Dans la liturgie de ce jour, la Parole de Dieu nous conduit vers un secret simple et profond : la joie naît toujours d’un cœur humble. Jean le Baptiste en est le témoin lumineux. Il sait se réjouir de la venue de l’Époux, non pas en se mettant en avant, mais en trouvant sa joie dans ce que Dieu accomplit.
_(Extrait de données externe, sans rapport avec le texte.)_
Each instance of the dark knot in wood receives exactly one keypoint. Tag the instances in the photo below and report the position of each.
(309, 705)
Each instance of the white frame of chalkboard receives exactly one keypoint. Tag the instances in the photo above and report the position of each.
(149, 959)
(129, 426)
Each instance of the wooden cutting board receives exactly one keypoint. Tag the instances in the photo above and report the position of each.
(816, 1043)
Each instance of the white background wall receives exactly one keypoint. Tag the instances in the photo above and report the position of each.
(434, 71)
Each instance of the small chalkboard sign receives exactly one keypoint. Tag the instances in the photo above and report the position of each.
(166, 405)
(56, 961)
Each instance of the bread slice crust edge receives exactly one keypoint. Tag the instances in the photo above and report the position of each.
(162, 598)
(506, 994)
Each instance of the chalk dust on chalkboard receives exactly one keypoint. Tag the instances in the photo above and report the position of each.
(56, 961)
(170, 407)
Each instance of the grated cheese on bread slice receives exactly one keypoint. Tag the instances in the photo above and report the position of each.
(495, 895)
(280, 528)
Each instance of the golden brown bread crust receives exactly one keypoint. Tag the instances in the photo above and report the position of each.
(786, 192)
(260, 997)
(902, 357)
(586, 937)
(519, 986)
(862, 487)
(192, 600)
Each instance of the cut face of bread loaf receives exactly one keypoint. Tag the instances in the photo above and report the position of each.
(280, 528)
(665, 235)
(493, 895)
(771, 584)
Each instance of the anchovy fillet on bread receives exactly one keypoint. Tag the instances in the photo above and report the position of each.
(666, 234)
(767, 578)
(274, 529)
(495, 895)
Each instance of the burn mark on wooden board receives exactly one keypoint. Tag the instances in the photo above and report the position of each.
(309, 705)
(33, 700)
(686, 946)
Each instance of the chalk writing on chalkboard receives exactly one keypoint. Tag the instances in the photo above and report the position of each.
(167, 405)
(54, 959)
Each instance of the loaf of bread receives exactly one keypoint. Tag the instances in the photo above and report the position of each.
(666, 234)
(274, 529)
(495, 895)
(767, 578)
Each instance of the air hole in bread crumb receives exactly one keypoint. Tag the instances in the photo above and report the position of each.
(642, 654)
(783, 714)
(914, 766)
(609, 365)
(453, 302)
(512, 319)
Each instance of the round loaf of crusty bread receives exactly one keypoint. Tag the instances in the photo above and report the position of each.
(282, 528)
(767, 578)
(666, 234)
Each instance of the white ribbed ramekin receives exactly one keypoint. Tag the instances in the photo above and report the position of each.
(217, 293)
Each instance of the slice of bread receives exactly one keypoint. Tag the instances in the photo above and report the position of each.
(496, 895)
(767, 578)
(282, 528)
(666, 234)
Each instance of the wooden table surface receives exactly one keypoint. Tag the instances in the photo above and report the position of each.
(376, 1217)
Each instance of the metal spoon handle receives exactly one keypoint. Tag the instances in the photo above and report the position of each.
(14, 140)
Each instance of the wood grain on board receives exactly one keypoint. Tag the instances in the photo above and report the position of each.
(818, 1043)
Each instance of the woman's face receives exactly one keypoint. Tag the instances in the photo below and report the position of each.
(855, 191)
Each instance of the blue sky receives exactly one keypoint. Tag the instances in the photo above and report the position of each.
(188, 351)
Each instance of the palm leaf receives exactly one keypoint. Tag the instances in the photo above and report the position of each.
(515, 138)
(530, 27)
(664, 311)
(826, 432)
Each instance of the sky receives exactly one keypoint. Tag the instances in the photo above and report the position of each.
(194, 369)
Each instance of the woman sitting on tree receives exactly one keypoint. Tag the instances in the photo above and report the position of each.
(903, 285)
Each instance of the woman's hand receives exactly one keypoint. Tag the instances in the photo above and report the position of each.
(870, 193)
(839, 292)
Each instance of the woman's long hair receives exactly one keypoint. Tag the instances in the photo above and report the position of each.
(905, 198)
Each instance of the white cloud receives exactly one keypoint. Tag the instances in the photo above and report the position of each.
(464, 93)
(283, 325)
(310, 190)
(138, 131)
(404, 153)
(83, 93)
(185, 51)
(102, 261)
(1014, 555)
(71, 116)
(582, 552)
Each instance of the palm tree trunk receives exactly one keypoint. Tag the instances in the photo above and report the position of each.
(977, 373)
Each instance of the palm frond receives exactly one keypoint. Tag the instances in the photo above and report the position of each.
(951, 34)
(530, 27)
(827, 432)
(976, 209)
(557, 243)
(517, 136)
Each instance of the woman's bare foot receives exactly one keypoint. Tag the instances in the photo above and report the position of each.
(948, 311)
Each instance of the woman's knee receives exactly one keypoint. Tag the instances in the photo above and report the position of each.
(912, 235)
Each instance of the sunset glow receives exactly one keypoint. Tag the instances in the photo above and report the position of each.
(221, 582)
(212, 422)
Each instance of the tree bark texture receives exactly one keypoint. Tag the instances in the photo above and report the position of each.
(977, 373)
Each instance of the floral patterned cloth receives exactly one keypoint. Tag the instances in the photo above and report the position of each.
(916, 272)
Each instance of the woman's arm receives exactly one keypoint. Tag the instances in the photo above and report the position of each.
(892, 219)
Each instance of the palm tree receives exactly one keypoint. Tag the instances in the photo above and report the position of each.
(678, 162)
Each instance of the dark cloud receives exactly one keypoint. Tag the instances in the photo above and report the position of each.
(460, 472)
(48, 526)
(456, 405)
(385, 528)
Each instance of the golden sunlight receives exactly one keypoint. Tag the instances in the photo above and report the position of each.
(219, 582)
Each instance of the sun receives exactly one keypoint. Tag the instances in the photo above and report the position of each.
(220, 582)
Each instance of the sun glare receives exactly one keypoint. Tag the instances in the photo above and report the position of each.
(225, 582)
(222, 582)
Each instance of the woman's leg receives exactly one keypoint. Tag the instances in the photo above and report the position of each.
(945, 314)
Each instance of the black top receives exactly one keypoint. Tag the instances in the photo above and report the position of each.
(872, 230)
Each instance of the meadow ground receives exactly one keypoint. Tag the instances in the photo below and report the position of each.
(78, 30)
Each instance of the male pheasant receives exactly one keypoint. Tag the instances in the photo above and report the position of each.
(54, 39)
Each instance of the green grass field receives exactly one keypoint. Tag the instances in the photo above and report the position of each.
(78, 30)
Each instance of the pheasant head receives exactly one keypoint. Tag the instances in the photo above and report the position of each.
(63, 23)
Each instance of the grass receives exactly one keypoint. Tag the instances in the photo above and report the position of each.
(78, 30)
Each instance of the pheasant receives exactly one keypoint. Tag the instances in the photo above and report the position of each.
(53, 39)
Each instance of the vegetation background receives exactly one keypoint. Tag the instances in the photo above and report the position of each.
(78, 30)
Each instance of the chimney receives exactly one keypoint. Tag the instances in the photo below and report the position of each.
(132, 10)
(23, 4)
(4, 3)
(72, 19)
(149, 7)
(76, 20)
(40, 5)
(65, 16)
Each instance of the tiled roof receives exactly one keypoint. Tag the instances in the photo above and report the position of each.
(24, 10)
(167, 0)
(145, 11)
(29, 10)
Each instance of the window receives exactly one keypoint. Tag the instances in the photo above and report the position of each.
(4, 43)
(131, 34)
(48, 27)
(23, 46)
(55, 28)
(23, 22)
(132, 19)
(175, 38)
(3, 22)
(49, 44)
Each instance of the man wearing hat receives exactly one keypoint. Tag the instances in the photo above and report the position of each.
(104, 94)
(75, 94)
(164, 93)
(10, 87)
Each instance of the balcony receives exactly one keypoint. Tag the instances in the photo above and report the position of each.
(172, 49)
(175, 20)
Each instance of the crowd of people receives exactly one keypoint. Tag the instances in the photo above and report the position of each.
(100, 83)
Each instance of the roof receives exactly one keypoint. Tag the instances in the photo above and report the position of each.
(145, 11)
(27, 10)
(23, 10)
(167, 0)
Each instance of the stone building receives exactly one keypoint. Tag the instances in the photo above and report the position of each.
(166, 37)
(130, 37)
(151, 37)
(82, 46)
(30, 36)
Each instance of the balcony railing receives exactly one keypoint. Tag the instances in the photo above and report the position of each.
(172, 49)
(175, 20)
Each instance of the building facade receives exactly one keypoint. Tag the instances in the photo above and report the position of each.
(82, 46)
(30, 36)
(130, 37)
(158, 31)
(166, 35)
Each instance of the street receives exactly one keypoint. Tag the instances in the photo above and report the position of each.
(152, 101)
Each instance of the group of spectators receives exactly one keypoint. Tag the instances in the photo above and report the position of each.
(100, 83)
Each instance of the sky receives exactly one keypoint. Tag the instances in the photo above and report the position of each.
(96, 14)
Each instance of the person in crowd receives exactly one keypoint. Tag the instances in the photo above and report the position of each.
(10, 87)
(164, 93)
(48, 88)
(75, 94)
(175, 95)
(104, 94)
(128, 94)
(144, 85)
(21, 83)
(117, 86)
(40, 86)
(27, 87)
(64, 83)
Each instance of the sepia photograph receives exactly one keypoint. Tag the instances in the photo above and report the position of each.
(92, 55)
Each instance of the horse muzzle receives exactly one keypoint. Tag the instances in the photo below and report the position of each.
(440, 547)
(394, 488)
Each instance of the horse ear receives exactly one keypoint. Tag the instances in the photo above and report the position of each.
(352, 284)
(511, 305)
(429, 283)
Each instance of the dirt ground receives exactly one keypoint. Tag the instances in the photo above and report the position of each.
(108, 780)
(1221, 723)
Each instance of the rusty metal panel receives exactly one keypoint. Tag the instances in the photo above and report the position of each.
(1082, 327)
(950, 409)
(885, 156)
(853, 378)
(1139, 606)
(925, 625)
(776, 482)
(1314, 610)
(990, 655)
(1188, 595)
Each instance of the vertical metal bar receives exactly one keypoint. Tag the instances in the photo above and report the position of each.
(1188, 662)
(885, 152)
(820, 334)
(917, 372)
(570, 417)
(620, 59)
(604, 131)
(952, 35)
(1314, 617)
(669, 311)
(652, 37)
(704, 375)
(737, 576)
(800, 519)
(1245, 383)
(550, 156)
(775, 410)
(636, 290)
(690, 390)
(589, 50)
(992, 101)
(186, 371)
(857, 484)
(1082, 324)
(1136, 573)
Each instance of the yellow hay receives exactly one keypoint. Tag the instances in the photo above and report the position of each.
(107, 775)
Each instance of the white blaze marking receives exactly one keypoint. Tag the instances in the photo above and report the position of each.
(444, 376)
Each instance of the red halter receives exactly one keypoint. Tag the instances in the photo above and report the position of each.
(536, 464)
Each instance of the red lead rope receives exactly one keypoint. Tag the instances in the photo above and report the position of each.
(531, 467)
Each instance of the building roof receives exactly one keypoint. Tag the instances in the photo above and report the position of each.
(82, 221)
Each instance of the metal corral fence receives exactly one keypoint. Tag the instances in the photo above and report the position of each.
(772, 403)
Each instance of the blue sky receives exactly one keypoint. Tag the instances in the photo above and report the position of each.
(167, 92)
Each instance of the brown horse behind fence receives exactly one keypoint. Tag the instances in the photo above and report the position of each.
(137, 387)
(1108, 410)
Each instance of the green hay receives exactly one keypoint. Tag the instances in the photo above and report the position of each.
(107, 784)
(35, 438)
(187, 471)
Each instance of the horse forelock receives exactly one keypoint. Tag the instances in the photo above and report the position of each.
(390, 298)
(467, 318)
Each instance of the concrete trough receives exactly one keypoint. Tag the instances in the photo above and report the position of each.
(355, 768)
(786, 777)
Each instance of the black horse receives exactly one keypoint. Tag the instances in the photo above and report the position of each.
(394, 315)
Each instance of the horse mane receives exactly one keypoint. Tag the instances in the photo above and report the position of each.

La première lecture (1 Jn 5,14-21) nous apprend d’abord à discerner la vérité en nous. Saint Jean nous rappelle que tout n’a pas la même gravité, que certains péchés conduisent à la mort et d’autres non. Mais son message va plus loin que des catégories morales : il nous met en garde contre ce mensonge intérieur qui consiste à calculer, à raisonner notre relation à Dieu comme un enfant qui ferait le bien pour obtenir, ou éviterait le mal pour ne pas être puni. Jean nous rappelle que nous nous tenons devant Celui qui est Vérité. L’humilité, alors, n’est pas d’abord un sentiment, mais la capacité de se tenir en vérité devant Dieu, de reconnaître ce qui en nous s’oppose à sa lumière et de laisser sa grâce nous purifier. La vraie joie naît lorsque notre amour cesse de tricher et devient simple, juste, vrai.
L’Évangile (Jn 3,22-30) nous montre Jean le Baptiste dans cette humilité qui libère. Ses disciples viennent lui dire que Jésus attire désormais les foules, que tous vont à lui. D’autres auraient été blessés, jaloux, inquiets. Jean, lui, ne vacille pas. Il sait ce qu’il est et ce qu’il n’est pas. Il est un ami, un témoin, un serviteur. Il n’a rien à prouver. Comme l’étoile qui guida les bergers et s’effaça ensuite, Jean s’applique à disparaître pour laisser toute la place à Celui qui doit grandir. Il se décrit avec des mots pleins d’une tendresse discrète : l’Époux est arrivé, et l’ami de l’Époux tressaille de joie en entendant sa voix. « Il faut qu’il grandisse, et que moi, je diminue. »
Cette phrase, si brève, résume toute la spiritualité de l’Enfant de Bethléem. À Bethléem aussi, Dieu est venu dans l’humilité, sans bruit, sans gloire. Il n’a pas pris la première place. Il a choisi la dernière. L’humilité véritable ne consiste pas à se mépriser, mais à trouver sa juste place face à Dieu. Celui qui s’ajuste à cette vérité trouve une joie que rien ne peut lui voler : la joie du serviteur dont la vie devient transparente à Dieu.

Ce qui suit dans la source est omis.